Ever step onstage and suddenly forget what you’re supposed to do? Whether you are memorizing your own solo choreography or performing in a company, these tips will increase your choreography recall, and ensure that you’re always prepared to perform your best.
Practice the choreography without music or with different music
Count through the whole choreography without the music. While you want to move with and cue off the music, you can increase your recall of each movement sequence by forcing yourself to memorize the movements on their own. I have performed to music that has been distorted, played too slow, too fast, or only through one channel. In those moments, I am grateful that I can count out the piece. Practicing the choreography to different music is also very challenging, and it’s helpful to think of the choreography even with different sounds.
Rehearse in your mind
Studies of the brain have shown that imagining something activates the same areas of the brain as actually doing it. Practicing the choreography in your mind can allow you to think of not just what you’re doing, but how you’re doing it. Imagine doing it perfectly – stretching a little farther, holding the balance a little longer – and your body will be better able to do it in reality.
Another technique is to play your music and listen passively, while you drive or do the dishes, for example. As you learn the choreography, your brain will picture it automatically as you listen. You don’t have to focus, just let your mind process in the background. Memorize the music by heart, and you’ll never miss a beat.
Sometimes a cord gets bumped, a CD skips, or the sound guy will forget to turn the music up after pushing play. Fast forward the song to a random spot and see how quickly you can pick up where you are. This is an excellent technique because it trains your brain to remember the point of the choreography based on the music. Use a program like Amazing Slow Downer to change the tempo or pitch of the music for some extra challenge, and to be ready for any musical mishaps.
Writing something down increases your recollection ability, and it also provides a reference for later. Even if you are provided with notes, taking your own will often be more helpful.

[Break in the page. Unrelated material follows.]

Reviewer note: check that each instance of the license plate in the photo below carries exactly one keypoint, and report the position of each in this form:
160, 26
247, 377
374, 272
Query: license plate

Video is the most amazing learning tool. You may watch yourself in the mirror but your brain can only process so much information at once. Watch a recording and you’ll notice many details you can improve. If you’re working in a group, record the choreographer and emulate his or her method. Rcord the whole group to help remember line changes and formations. And most of all, record yourself practing multiple times. You’ll see improvement, and you will subconsiously absorb the choreography even more as you watch.
Perfect Practice makes perfect
There are advantages to marking choreography (hitting major points without dancing full out). Your brain will make connections and you can work on memorizing the framework and transitions of the piece. But once you get more adept, you want to dominate your rehearsal time with Perfect Practice. Do everything as you would on stage. Smile, extend, make eye contact with imaginary people. Practicing in costume is also imperative, because it will change the way everything feels.
Don’t practice until you get it right . . . Practice until you can’t get it wrong.
The biggest key is to practice, practice, practice; until you hate your music, until the choreography bores you, until it feels frustratingly easy. You don’t just know it, you don’t have to think about it. When you are performing, you can’t think about your choreography. You have to think about poise, projection, expression, and all of the mishaps that can happen in a live performance. Try these techniques and let me know in the comments what works for you! How do you memorize chorography? What kinds of mishaps have occured during your performances, and how did you learn and adapt to deal with those situations in the future?